"Os poetas são aliados valiosíssimos e seu intermédio deve ser levado em alta conta, pois conhecem muitas coisas entre o céu e a terra cuja existência nem sonha a nossa sabedoria acadêmica." (Sigmund Freud)
Há uma realidade não abarcável pela razão humana. De que
modo captá-la? Freud se acerca de Lou Salomé e
de Rilke. Apropria-se da alma grega, através dos mitos e lendas. Édipo,
que perdera a vida duas vezes, uma para os deuses e outra para os homens, a
recebe multiplicada. A visibilidade tem a dobra, a sombra, a nervura, a
cicatriz. A visibilidade requer olhos para dentro. E o inconsciente emerge dos
sonhos, de falhas e lapsos, dos sintomas, como também das figuras de linguagem.
A pessoa necessita ser escrita através de metáforas que desvelam velando.
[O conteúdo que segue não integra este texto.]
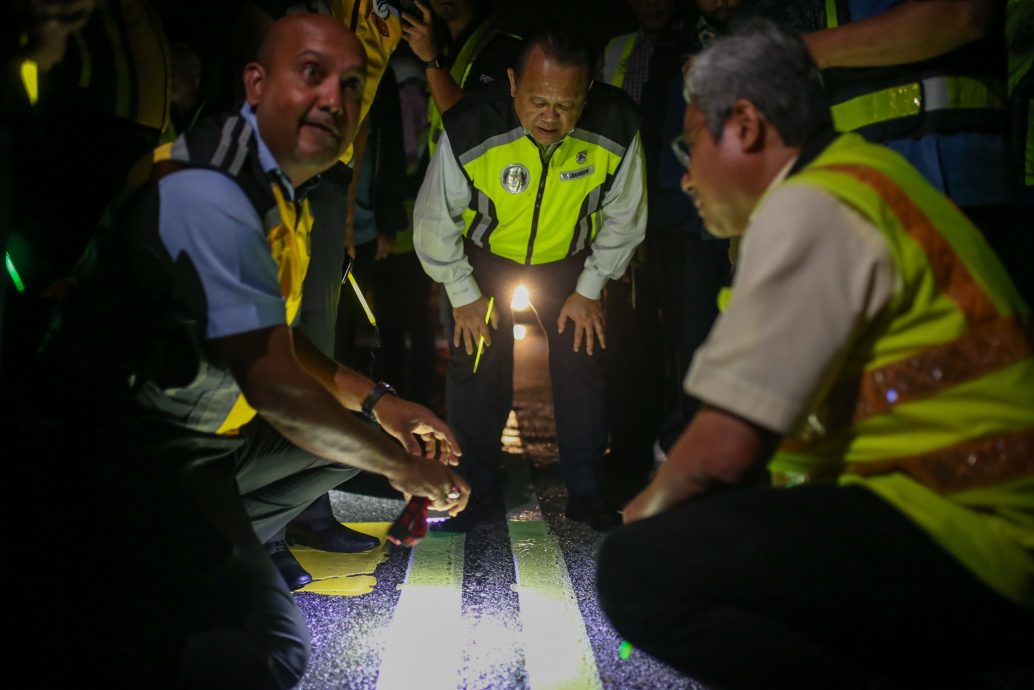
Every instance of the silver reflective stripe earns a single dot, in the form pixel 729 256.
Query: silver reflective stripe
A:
pixel 491 142
pixel 600 141
pixel 477 233
pixel 224 142
pixel 945 92
pixel 242 149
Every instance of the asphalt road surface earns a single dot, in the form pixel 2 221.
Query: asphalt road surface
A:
pixel 509 605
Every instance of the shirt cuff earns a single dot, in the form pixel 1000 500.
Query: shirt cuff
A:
pixel 462 292
pixel 590 283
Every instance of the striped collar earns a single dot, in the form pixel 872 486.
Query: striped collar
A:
pixel 266 158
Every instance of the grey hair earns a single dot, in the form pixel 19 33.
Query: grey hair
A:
pixel 767 65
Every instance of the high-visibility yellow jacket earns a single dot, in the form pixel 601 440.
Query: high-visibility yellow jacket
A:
pixel 934 406
pixel 459 71
pixel 524 207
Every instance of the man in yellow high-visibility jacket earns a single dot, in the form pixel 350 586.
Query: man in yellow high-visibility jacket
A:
pixel 874 333
pixel 541 183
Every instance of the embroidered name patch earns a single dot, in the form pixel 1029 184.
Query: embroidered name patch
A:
pixel 575 174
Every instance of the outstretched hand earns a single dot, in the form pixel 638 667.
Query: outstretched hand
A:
pixel 470 324
pixel 408 421
pixel 447 490
pixel 418 32
pixel 588 320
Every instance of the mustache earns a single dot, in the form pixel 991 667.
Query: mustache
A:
pixel 327 122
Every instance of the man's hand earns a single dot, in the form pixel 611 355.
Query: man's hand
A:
pixel 588 319
pixel 717 449
pixel 406 420
pixel 470 324
pixel 656 499
pixel 447 490
pixel 418 33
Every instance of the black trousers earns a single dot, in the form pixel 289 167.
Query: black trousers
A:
pixel 172 587
pixel 479 403
pixel 816 587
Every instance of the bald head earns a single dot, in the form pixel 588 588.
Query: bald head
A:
pixel 287 28
pixel 306 88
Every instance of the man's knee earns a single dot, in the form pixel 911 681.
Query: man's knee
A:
pixel 621 564
pixel 274 660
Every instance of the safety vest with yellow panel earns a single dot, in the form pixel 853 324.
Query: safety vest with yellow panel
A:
pixel 459 71
pixel 962 90
pixel 524 206
pixel 934 407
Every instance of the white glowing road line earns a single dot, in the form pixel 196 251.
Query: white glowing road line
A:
pixel 425 641
pixel 557 654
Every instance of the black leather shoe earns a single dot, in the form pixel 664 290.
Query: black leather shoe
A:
pixel 331 536
pixel 592 509
pixel 291 570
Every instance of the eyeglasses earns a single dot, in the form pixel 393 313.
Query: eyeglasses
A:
pixel 681 151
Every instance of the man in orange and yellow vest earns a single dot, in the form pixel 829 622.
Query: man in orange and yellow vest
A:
pixel 877 359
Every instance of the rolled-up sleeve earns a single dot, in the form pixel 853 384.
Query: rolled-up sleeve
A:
pixel 622 228
pixel 813 274
pixel 437 226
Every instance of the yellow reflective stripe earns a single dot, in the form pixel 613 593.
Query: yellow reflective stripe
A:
pixel 903 100
pixel 877 107
pixel 30 79
pixel 459 71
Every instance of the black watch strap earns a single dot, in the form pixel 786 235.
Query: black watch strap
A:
pixel 379 390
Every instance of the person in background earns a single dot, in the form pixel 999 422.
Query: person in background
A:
pixel 553 166
pixel 930 81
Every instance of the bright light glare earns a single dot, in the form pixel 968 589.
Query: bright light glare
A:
pixel 521 299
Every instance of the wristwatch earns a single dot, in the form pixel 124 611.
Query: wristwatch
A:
pixel 379 390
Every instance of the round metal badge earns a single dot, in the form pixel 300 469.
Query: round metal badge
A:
pixel 514 178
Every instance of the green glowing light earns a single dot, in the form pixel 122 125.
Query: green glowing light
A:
pixel 12 272
pixel 481 340
pixel 30 80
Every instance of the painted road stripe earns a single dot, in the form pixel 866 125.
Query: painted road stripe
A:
pixel 557 654
pixel 425 640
A
“luz intelectual” não é suficiente. Fazer emergir algo pulsante, anterior ao
pensamento.
E, se o criador da psicanálise traz à tona o
inconsciente através dos sonhos adormecidos, a poesia é o sonhar com os olhos
abertos. Arrancar um coração de pedra, reprimido, por um coração de carne,
bradava o profeta Ezequiel. E buscar, como quer Maria Zambrano, a metáfora que
parte das entranhas, com a luz enternecida da poesia. Desde a cavidade escura,
com os olhos do assombro. A víscera secreta e delatora: o coração. A crisálida
noturna liberando as asas das forças que nos inibem através do duplo movimento
da sístole e da diástole. Desde o coração em chamas de Sócrates – e suas
perplexidades – ao coração em chamas dos românticos.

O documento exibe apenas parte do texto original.